As such, Nike mainly faces competition from the few established spots brands like Adidas, which has 25% of the market share, and Asics, which controls 15% of the market. Another significant competitor in the industry is Reebok with 10% of the global market. Nike, on the other hand, has 32% of the athletic footwear market in the world (Deng 102).
Weaknesses
Competition in the athletic show industry involves high levels of retaliation. For instance, the entry of new competitors that attempt to take a fraction of the market share is faced by a ruthless market battle from established firms that have the capacity to absorb massive losses in the effort to drive new rivals out of business.
The competition between existing firms is based on retaliatory practices of efforts made to expand its market share. While the industry growth is rather stable due to Nike’s dominance in the US, the company should continue fighting for the global market share.
Opportunities
One of the primary characteristics of the athletic products industry is the rapid change of technology in both the retail and the sporting markets. This implies that the profitability of the industry is determined by company’s ability to have the most recent fashion trends in their athletics merchandize.
Nike meets this expectation by having some of the most cutting edge products in the market, like the “Nike + iPod” line of products which allow users to connect their iPod devices to sensors implemented in their shoes to record pace, time, and calories burned. Nike also has unrivaled unique and patented cushioning system that enhances user comfort (Deng 104).
In the international scene, the success of a company and its market share are dependent on the product characteristics. This implies that the industries strive to have their brand names known, since this leads to higher sales. This supports the notion that a larger market share improves the firm’s advertising capabilities, which contributes to the name recognition.
Besides brand recognition, the price of the item is a significant factor that determines the consumer’s choice. The variation in fixed costs is influenced by manufacturers’ efforts to minimize their production costs. This is achieved by outsourcing the assembly process of athletic shoes in countries where cheap labor is available, and tax laws are favorable. The savings attained by the manufacturer are passed on to the consumer, which affects their purchasing power (Stepheny 1).
Threats
The sportswear industry faces minimal threats from substitutes of its products.

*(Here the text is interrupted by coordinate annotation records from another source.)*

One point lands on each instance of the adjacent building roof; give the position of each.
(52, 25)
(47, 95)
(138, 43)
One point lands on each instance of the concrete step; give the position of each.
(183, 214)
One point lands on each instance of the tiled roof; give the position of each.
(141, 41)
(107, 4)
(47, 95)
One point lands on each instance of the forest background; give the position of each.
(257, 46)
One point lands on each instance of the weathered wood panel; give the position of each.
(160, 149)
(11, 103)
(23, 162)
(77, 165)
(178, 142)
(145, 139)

The design of athletic shoes is aimed at enhancing comfort and personal safety, when sporting. “The only substitutes for athletic shoes are other kinds of shoes, and going barefoot” (Almaney 7).

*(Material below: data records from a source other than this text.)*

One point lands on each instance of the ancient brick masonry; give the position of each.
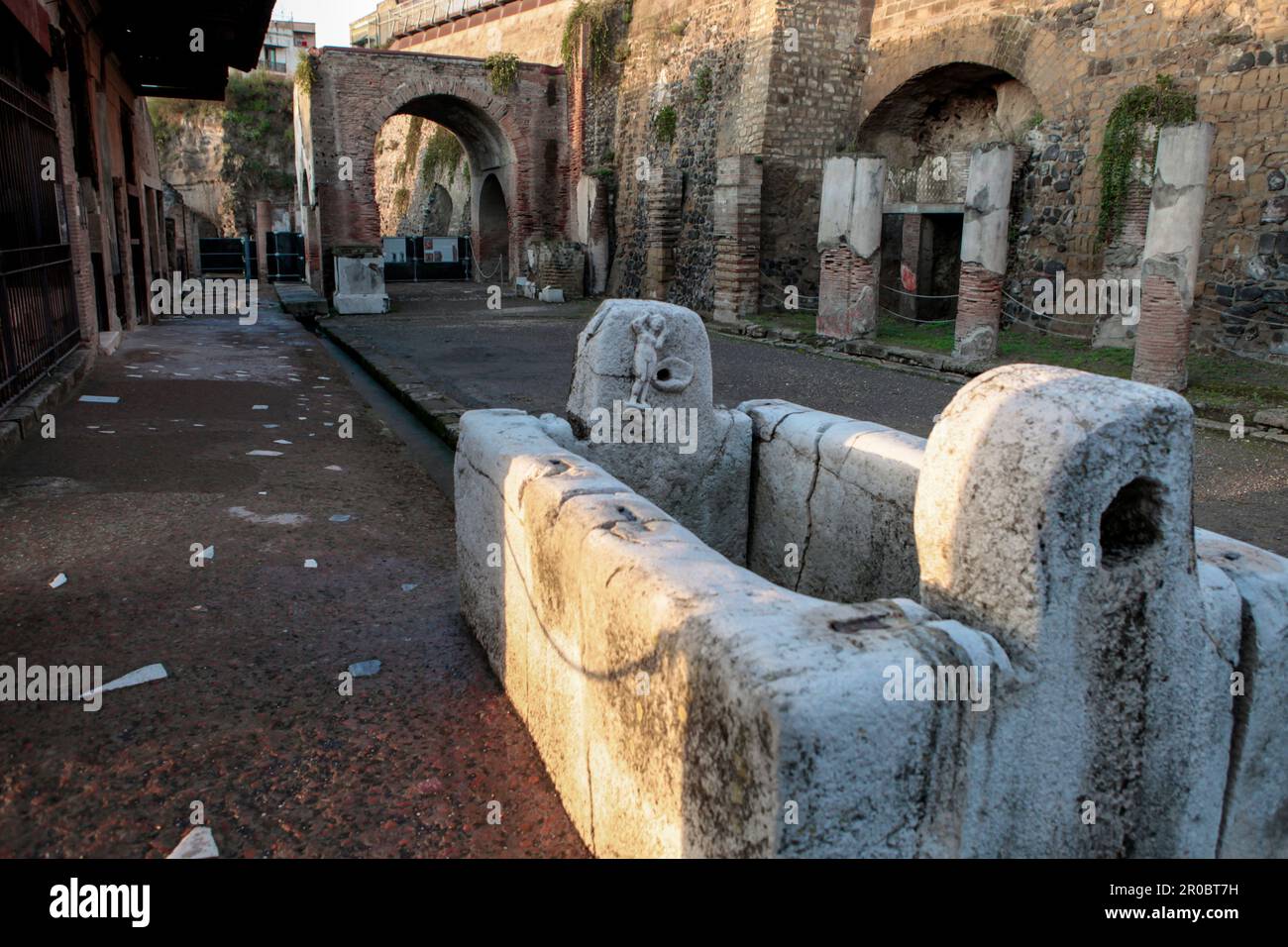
(849, 241)
(665, 188)
(984, 241)
(1164, 333)
(848, 295)
(737, 226)
(833, 290)
(519, 137)
(979, 300)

As such, the firms are only required to meet the main requirements of the customers for sporting shoes, which are comfort and safety. The difference in the market share is determined by marketing strategies. Nike, for instance, has the largest market share since it uses top athletes to wear, promote and sponsor their products, which enhances the recognition of the brand. Some of Nike’s endorsements include Michael Jordan, Kobe Bryant, and Tiger Woods (Almaney 7).
Works Cited
Almaney, A.J. Analysis of Nike, Inc. Chicago, IL: DePaul University, 2000. Print.
Deng, Tianbai. ““Just Done It”— Nike’s New Advertising Plan.” International Journal of Business and Management. 4.3, (2009): 102-105. Print.
Stepheny. SWOT analysis of Nike with other companies. 2009. Web.